Kids watch a lot of online videos. SRI is exploring how machine learning could steer that screen time toward positive learning outcomes.
In a major 2020 survey, 80% of parents in the United States said that their child watches YouTube. A more recent 2024 survey found that 30% of kids watch more than two hours of YouTube and YouTube Shorts per day.
How much of that content is educational in any meaningful way, and what might kids be learning from it? That is a crucial but largely unanswered question. Researchers at SRI have turned to machine learning to help solve the puzzle.
SRI’s APPROVE (Assisting Parents to Review Online Videos for Education) project is developing an AI-powered app to help parents and teachers cultivate healthy media use while also advancing our knowledge of how online videos impact kids.
How do you classify an endless sea of content?
One of the biggest challenges of research on online media for kids, explains SRI senior education researcher Claire Christensen, is the sheer volume of content. According to YouTube’s own statistics, users upload an average of 20 million videos each day. At this scale, manual classification, in which humans watch videos and code their content, is impossible. So the APPROVE research team made an AI tool to do it instead.
“Our goal is to help increase young children’s exposure to high-quality educational media and give parents and educators better tools to support learning in the digital age.” — Claire Christensen
APPROVE is a machine learning model that automatically detects early literacy and math content and teaching quality in videos. APPROVE detects preschool and kindergarten math and literacy content aligned to the Common Core State Standards and the Head Start Early Learning Outcomes Framework. It also detects how videos teach these topics — the quality of the instruction. For example, does the video ask children questions and wait for their response? Does it use characters and stories to teach?

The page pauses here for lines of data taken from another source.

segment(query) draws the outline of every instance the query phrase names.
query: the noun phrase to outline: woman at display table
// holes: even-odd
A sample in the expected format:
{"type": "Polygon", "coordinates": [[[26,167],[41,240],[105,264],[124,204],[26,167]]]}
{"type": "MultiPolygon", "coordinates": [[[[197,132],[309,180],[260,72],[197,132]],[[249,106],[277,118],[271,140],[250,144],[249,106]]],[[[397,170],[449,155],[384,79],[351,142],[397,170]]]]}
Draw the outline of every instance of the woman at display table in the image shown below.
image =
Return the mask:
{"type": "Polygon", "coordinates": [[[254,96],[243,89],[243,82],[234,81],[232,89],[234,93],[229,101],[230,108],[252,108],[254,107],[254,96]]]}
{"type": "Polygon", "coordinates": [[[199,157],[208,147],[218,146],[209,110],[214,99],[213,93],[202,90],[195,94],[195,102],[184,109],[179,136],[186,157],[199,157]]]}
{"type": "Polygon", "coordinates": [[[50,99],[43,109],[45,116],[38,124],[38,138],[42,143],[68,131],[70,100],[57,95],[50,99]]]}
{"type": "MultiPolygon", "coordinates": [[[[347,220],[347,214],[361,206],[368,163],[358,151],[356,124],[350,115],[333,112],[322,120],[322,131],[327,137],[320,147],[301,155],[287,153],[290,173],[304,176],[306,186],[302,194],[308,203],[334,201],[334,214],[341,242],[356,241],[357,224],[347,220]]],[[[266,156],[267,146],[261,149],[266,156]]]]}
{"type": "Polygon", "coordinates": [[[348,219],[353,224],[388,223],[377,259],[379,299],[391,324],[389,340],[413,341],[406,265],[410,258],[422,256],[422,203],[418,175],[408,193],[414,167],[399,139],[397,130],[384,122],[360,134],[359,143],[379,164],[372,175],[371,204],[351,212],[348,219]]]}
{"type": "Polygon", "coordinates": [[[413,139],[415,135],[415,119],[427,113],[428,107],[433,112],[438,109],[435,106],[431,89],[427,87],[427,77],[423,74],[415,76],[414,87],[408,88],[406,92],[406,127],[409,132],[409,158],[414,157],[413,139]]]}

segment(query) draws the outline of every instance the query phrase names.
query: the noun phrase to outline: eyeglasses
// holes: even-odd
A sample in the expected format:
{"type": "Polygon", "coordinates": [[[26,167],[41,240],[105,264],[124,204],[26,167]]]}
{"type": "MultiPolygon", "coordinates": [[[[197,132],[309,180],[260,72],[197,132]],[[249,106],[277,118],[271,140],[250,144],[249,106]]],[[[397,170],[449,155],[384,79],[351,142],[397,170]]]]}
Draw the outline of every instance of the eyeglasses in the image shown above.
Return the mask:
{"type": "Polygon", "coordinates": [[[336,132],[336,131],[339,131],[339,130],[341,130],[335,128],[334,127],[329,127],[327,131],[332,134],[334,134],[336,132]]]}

Developed by an interdisciplinary team of children’s media researchers, early learning researchers, and machine learning experts and trained on a dataset of nearly 1,200 human-annotated videos, this model leverages multimodal content detection to process audio and visual signals in videos.
A new peer-reviewed paper, based on work funded by the National Science Foundation, provides some encouraging early data on the performance of the APPROVE model. Among the findings: The model can detect early math content with 92% accuracy, and can detect indicators of the quality of teaching with up to 95% accuracy.
The next phase of research: fast-paced content and other persuasive design
The team is also building APPROVE to detect indicators of persuasive design — production elements intended to capture children’s interest, such as fast pace, bright colors, and sound effects. One particular area of interest for the APPROVE team is fast-paced content. Multiple previous studies have shown an association between exposure to fast-paced videos and adverse outcomes among children aged 8 and under, including diminished executive function and attention. Fortunately, in a new white paper, the APPROVE team describes a temporal machine learning model that can detect fast-paced content with 85% accuracy and that has potential to save time and labor over typical human annotation methods.
“Our goal is to expand this work to detect additional persuasive design features, such as wish fulfillment themes, bright colors, loud sound effects, and intense emotion, and to link these features to developmental outcomes,” explains Christensen. “Our longer-term goal is to integrate these models into a longitudinal study tracking children’s media use and its impact on attention, executive function, and problematic media use.”
From the lab to the home and classroom
To help children, parents, and teachers navigate the ocean of online video, it’s critical that we better understand and identify the specific features that shape developmental outcomes. The APPROVE project has already proven that it is possible to detect those features at scale, and the model’s accuracy will continue to improve as the researchers train the model on larger, more diverse datasets of videos watched by real kids. The team also aims to adapt the APPROVE model to detect standards-aligned content in other subjects, like science, and at other age or grade levels.
In the long run, the vision for APPROVE includes a user-friendly application that helps parents and teachers curate educational media for kids. Imagine a parent filtering recommend videos based on educational content (and getting AI-generated conversation prompts to reinforce learning) or a teacher using APPROVE to save time searching for the perfect instructional media.
“Ultimately,” Christensen concludes, “our goal is to help increase young children’s exposure to high-quality educational media and give parents and educators better tools to support learning in the digital age.”